Animals were weighed, observed for lethality and toxic symptoms for 14 days after the treatment. Gross pathological examination was carried out on the 15th day after the treatment.

No lethality was noted at single oral dose of 2000 mg/kg bw.

In the first and second step, no clinical symptoms were observed on the day of the treatment and during the 14-day observation period, the general state and behaviour of experimental animals were normal.

The body weight development was undisturbed in all animals.

All organs of the animals treated with 2000 mg/kg bw proved to be free of treatment related gross pathological changes.

The method used is not intended to allow the calculation of a precise LD50 value. The LD50 was >2000 mg/kg bw in female rats.

Endpoint conclusion

Endpoint conclusion:

no adverse effect observed

Dose descriptor:

discriminating dose

Value:

2 000 mg/kg bw

Quality of whole database:

OECD TG 423

Acute toxicity: via inhalation route

Endpoint conclusion

Endpoint conclusion:

no study available

Acute toxicity: via dermal route

Endpoint conclusion

Endpoint conclusion:

no study available

Additional information

The acute toxic class method according OECD TG 423 was carried out involving a stepwise procedure with the use of 2000 mg/kg bw as the starting dose in three female rats.No animal died in the first step at 2000 mg/kg bw dose level, so treatment with 2000 mg/kg bw was repeated on further three female rats. No animal died in the second step, too, so the test was finished, the stopping criteria of Annex 2d of OECD Guideline No. 423 was met.

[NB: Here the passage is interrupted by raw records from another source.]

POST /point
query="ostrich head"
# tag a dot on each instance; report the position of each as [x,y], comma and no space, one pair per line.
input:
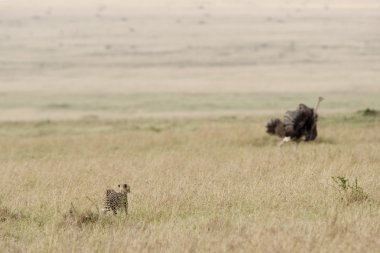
[320,99]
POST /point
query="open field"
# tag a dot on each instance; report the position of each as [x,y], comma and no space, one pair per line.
[198,185]
[172,98]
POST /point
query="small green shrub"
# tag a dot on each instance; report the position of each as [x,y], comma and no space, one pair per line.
[351,192]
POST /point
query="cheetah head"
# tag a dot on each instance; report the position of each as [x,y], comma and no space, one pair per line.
[125,188]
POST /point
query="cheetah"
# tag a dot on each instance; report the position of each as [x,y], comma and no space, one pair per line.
[116,200]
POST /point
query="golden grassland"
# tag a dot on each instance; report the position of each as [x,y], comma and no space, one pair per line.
[198,185]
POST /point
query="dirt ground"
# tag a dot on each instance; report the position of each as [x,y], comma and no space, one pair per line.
[189,46]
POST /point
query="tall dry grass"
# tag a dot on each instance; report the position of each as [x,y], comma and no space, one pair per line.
[216,185]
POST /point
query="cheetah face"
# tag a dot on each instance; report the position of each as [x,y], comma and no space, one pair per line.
[125,187]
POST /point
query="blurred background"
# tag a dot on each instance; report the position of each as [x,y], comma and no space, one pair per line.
[137,58]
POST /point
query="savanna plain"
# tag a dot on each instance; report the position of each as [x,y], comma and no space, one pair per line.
[173,100]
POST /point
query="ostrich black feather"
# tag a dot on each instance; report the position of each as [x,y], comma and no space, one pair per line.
[297,125]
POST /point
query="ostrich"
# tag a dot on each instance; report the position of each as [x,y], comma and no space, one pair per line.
[297,125]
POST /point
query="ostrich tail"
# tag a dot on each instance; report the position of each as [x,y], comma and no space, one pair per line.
[273,125]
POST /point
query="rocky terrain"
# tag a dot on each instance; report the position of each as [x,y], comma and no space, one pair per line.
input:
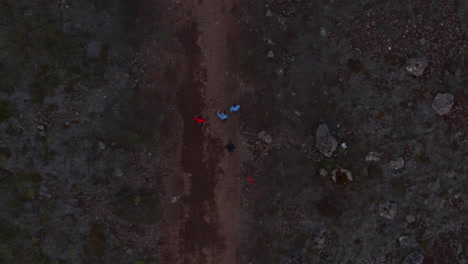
[351,138]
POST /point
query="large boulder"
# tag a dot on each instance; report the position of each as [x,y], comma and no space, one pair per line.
[413,258]
[325,142]
[443,103]
[416,66]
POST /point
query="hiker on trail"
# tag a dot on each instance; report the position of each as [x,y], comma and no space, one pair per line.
[230,147]
[235,107]
[222,115]
[199,119]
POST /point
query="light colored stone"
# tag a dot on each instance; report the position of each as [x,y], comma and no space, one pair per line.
[101,145]
[270,54]
[118,172]
[397,164]
[410,218]
[267,138]
[388,210]
[413,258]
[416,66]
[325,142]
[341,176]
[442,103]
[323,32]
[323,172]
[261,134]
[372,156]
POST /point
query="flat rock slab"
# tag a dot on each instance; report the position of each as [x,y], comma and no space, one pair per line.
[267,138]
[325,141]
[341,176]
[416,66]
[261,134]
[388,210]
[413,258]
[443,103]
[397,164]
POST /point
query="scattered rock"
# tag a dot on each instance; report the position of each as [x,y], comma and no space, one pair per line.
[397,164]
[341,176]
[372,156]
[325,141]
[416,66]
[410,218]
[101,145]
[408,241]
[451,174]
[261,134]
[443,103]
[279,71]
[388,210]
[323,32]
[118,172]
[270,54]
[267,138]
[413,258]
[323,172]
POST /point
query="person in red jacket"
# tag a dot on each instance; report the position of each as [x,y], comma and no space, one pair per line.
[199,119]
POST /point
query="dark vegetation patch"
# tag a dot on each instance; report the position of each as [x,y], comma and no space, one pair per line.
[136,206]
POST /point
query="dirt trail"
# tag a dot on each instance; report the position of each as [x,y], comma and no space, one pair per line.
[204,229]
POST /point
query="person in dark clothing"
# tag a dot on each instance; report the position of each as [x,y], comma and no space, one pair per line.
[230,147]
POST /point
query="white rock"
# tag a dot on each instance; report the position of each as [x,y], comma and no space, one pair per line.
[416,66]
[118,172]
[413,258]
[388,210]
[261,134]
[267,138]
[101,145]
[323,32]
[341,176]
[397,164]
[410,218]
[323,172]
[325,142]
[372,156]
[443,103]
[270,54]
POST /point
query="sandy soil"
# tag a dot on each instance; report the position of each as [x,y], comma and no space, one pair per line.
[202,227]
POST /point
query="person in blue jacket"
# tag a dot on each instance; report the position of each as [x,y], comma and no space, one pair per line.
[235,107]
[222,115]
[230,147]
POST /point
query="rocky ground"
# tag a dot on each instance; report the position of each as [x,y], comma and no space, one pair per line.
[353,131]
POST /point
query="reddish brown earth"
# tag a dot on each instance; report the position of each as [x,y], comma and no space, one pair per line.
[203,226]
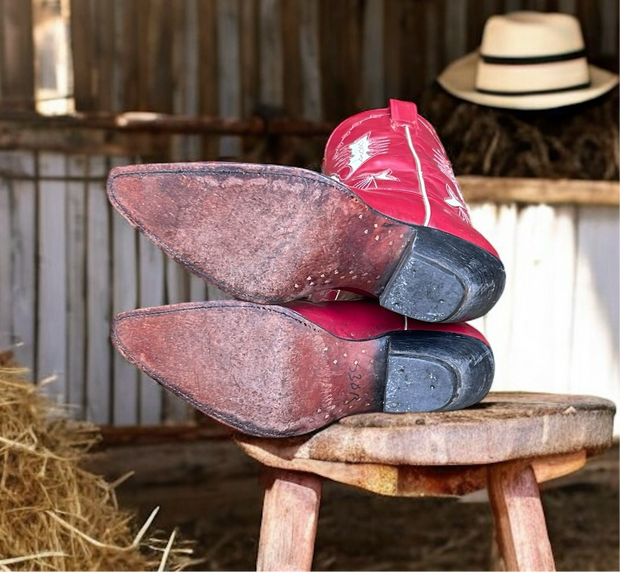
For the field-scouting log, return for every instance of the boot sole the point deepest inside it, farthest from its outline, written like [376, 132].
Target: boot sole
[268, 371]
[271, 234]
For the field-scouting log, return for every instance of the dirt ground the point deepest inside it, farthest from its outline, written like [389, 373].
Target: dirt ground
[212, 492]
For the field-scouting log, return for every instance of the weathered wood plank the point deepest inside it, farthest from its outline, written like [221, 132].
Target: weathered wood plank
[373, 57]
[23, 254]
[103, 45]
[455, 23]
[77, 166]
[271, 89]
[310, 61]
[6, 265]
[158, 56]
[82, 54]
[51, 279]
[540, 191]
[229, 66]
[291, 58]
[98, 297]
[17, 65]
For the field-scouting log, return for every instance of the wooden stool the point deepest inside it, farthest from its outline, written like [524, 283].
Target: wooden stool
[507, 444]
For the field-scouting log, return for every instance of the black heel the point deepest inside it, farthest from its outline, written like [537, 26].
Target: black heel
[442, 278]
[436, 371]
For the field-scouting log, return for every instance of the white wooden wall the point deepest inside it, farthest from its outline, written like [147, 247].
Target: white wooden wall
[69, 262]
[557, 326]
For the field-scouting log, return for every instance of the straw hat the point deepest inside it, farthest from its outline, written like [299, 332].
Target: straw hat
[528, 60]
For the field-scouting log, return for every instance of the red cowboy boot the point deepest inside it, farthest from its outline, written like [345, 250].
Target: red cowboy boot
[287, 370]
[389, 221]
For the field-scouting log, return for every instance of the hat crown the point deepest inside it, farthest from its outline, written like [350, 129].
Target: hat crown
[531, 34]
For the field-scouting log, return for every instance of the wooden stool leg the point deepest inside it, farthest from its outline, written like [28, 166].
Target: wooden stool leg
[288, 528]
[520, 524]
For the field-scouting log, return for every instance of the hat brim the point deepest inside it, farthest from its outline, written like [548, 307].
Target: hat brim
[459, 80]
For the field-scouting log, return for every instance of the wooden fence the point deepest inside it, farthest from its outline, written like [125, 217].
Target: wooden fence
[226, 79]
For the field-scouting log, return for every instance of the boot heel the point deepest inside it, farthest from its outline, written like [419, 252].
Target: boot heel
[442, 278]
[436, 371]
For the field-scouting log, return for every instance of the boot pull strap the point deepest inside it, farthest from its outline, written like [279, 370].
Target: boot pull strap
[403, 112]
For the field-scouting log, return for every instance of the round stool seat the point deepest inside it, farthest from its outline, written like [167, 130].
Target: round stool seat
[402, 454]
[507, 444]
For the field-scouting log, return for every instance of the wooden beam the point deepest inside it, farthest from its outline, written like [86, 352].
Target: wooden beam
[540, 191]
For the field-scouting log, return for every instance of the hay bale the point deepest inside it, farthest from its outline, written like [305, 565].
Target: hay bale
[575, 142]
[54, 515]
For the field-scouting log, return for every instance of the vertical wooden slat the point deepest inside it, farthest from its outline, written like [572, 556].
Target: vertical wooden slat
[98, 296]
[271, 56]
[17, 65]
[117, 93]
[229, 71]
[608, 15]
[249, 56]
[373, 44]
[456, 29]
[208, 96]
[82, 55]
[309, 53]
[412, 59]
[157, 57]
[291, 56]
[51, 283]
[132, 82]
[341, 60]
[435, 43]
[6, 266]
[103, 41]
[151, 280]
[392, 52]
[77, 167]
[23, 255]
[125, 279]
[185, 79]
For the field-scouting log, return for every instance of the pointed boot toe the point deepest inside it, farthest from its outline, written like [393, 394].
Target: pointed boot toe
[281, 371]
[386, 219]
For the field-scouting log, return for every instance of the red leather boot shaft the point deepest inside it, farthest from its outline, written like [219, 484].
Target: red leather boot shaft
[395, 161]
[365, 319]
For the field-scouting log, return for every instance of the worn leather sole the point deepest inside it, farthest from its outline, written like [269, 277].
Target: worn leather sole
[269, 371]
[271, 234]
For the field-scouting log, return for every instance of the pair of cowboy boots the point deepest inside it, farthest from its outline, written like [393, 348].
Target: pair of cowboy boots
[352, 286]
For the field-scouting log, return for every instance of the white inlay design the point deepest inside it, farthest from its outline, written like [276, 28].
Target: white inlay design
[370, 179]
[357, 153]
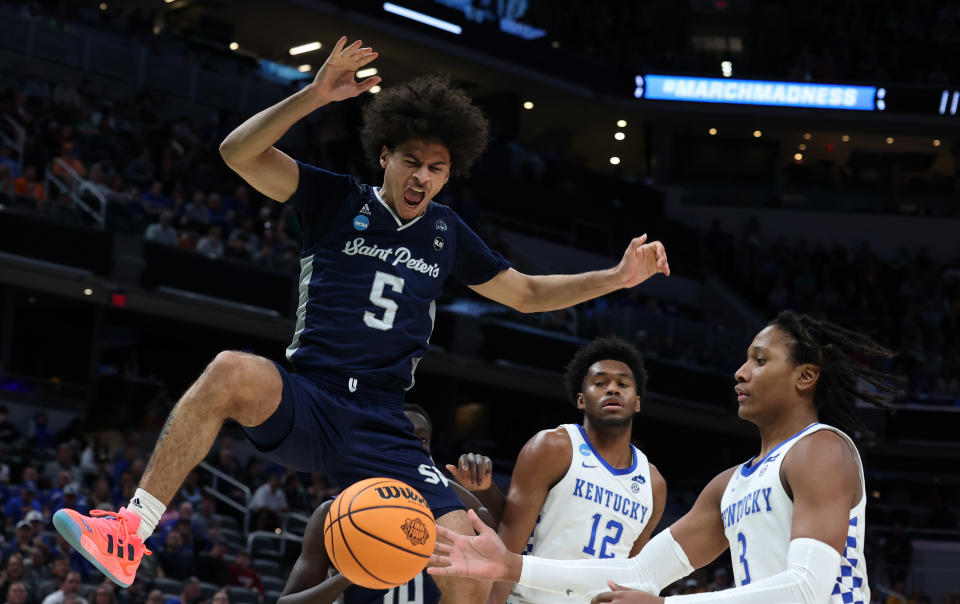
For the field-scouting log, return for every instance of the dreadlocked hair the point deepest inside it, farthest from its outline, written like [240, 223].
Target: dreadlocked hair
[415, 408]
[603, 349]
[429, 109]
[843, 379]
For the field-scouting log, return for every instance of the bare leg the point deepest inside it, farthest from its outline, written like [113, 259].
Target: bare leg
[460, 590]
[235, 385]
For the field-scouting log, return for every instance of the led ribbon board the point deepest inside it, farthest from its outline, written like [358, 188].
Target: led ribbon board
[756, 92]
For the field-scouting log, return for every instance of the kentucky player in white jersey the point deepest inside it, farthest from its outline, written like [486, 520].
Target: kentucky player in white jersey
[584, 491]
[792, 516]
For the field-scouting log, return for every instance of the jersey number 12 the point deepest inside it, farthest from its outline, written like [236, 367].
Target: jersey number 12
[381, 280]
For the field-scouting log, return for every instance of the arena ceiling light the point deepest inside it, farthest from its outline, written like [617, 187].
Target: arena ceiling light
[308, 47]
[413, 15]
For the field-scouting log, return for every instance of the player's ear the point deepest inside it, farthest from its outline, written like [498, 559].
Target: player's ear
[807, 377]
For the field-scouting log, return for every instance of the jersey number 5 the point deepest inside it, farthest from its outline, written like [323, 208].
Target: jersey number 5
[381, 280]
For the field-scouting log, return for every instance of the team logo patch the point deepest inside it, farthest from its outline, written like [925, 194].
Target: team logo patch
[415, 530]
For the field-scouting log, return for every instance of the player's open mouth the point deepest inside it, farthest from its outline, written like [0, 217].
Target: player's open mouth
[412, 197]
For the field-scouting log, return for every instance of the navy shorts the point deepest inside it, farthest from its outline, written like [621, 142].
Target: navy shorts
[350, 432]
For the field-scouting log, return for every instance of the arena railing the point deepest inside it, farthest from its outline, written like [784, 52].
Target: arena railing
[75, 186]
[242, 507]
[16, 141]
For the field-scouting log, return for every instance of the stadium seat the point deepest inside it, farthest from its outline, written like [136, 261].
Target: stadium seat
[167, 585]
[242, 595]
[270, 582]
[266, 567]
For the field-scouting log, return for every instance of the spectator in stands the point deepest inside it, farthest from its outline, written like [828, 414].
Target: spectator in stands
[22, 541]
[189, 594]
[140, 170]
[6, 182]
[154, 201]
[69, 164]
[104, 594]
[17, 593]
[6, 159]
[211, 245]
[69, 587]
[268, 502]
[175, 560]
[221, 597]
[15, 571]
[73, 500]
[155, 597]
[18, 506]
[242, 574]
[64, 462]
[163, 231]
[4, 469]
[39, 433]
[8, 432]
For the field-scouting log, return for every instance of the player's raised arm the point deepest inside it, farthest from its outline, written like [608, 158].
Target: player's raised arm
[540, 293]
[308, 582]
[249, 150]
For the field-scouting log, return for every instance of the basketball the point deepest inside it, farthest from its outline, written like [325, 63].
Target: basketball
[379, 533]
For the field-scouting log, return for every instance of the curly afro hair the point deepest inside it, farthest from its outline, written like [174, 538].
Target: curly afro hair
[427, 108]
[603, 349]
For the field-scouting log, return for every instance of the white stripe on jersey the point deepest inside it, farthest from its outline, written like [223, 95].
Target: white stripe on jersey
[595, 511]
[757, 516]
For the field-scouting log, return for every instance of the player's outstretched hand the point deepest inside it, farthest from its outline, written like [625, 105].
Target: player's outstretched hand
[483, 556]
[625, 595]
[642, 260]
[473, 471]
[335, 80]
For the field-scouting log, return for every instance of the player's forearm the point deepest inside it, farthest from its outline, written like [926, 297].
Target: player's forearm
[324, 593]
[553, 292]
[260, 132]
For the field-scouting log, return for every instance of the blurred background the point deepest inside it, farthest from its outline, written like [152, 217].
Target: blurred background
[789, 154]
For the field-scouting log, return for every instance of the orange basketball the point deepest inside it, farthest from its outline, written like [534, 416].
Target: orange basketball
[379, 533]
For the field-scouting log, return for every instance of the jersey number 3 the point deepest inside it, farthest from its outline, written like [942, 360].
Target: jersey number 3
[381, 280]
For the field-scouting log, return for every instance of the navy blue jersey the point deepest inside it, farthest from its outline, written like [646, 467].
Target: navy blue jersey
[368, 282]
[421, 590]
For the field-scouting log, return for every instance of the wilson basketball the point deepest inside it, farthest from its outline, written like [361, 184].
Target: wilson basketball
[379, 533]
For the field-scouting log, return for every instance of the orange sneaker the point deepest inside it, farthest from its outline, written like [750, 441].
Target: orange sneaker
[108, 540]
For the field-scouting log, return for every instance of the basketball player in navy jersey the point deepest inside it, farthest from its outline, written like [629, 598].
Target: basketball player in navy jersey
[584, 491]
[309, 582]
[792, 516]
[374, 261]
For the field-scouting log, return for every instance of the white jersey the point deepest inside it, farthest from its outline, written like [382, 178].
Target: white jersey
[595, 511]
[757, 516]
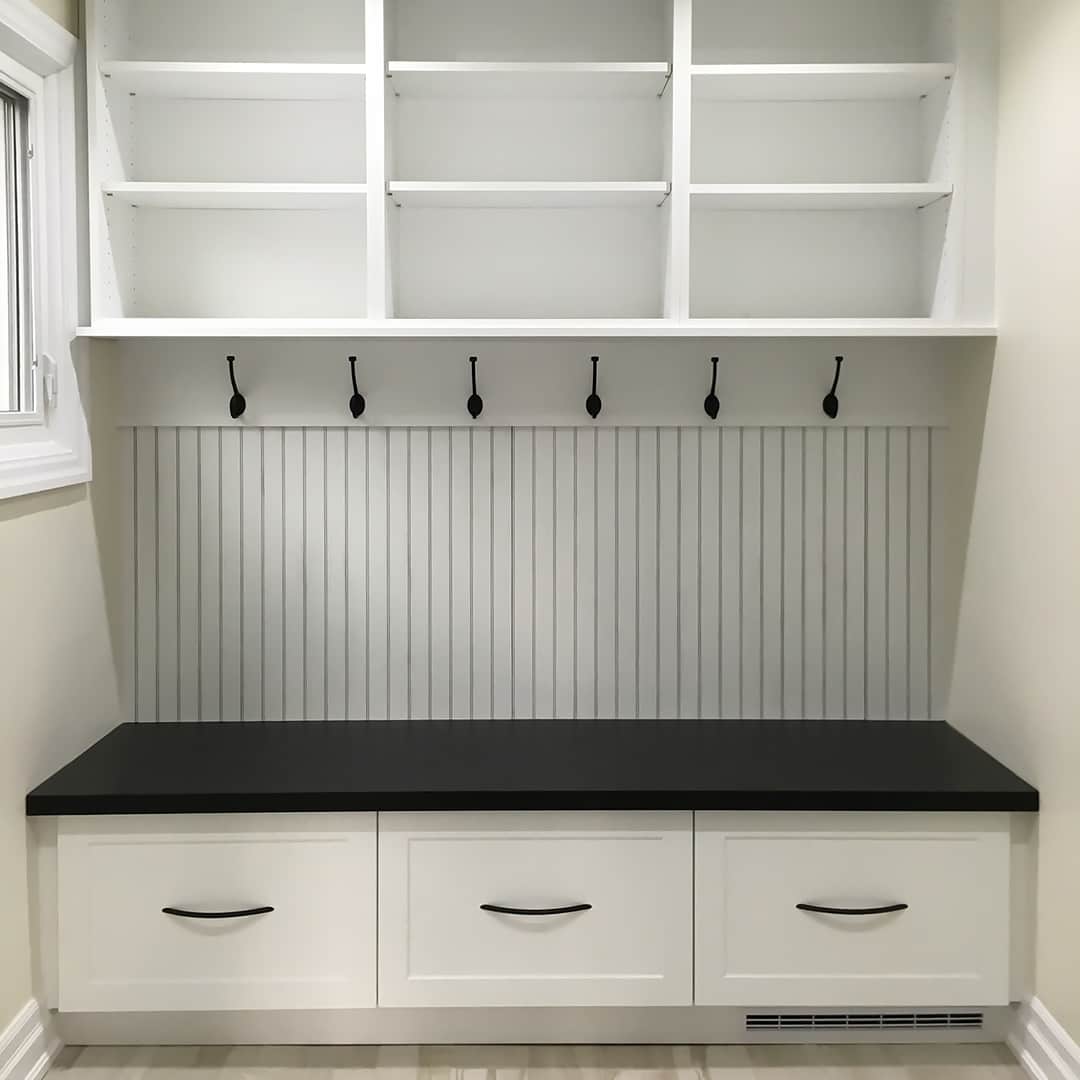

Animals were weighed, observed for lethality and toxic symptoms for 14 days after the treatment. Gross pathological examination was carried out on the 15th day after the treatment.

No lethality was noted at single oral dose of 2000 mg/kg bw.

In the first and second step, no clinical symptoms were observed on the day of the treatment and during the 14-day observation period, the general state and behaviour of experimental animals were normal.

The body weight development was undisturbed in all animals.

All organs of the animals treated with 2000 mg/kg bw proved to be free of treatment related gross pathological changes.

The method used is not intended to allow the calculation of a precise LD50 value. The LD50 was >2000 mg/kg bw in female rats.

Justification for classification or non-classification

Classification, Labelling, and Packaging Regulation (EC) No 1272/2008
The available experimental test data are reliable and suitable for classification purposes under Regulation (EC) No 1272/2008. Based on available data on acute toxicity, the test substance is not classified for acute oral toxicity according to Regulation (EC) No 1272/2008 (CLP), as amended for the twelfth time in Regulation (EU) No 2019/521.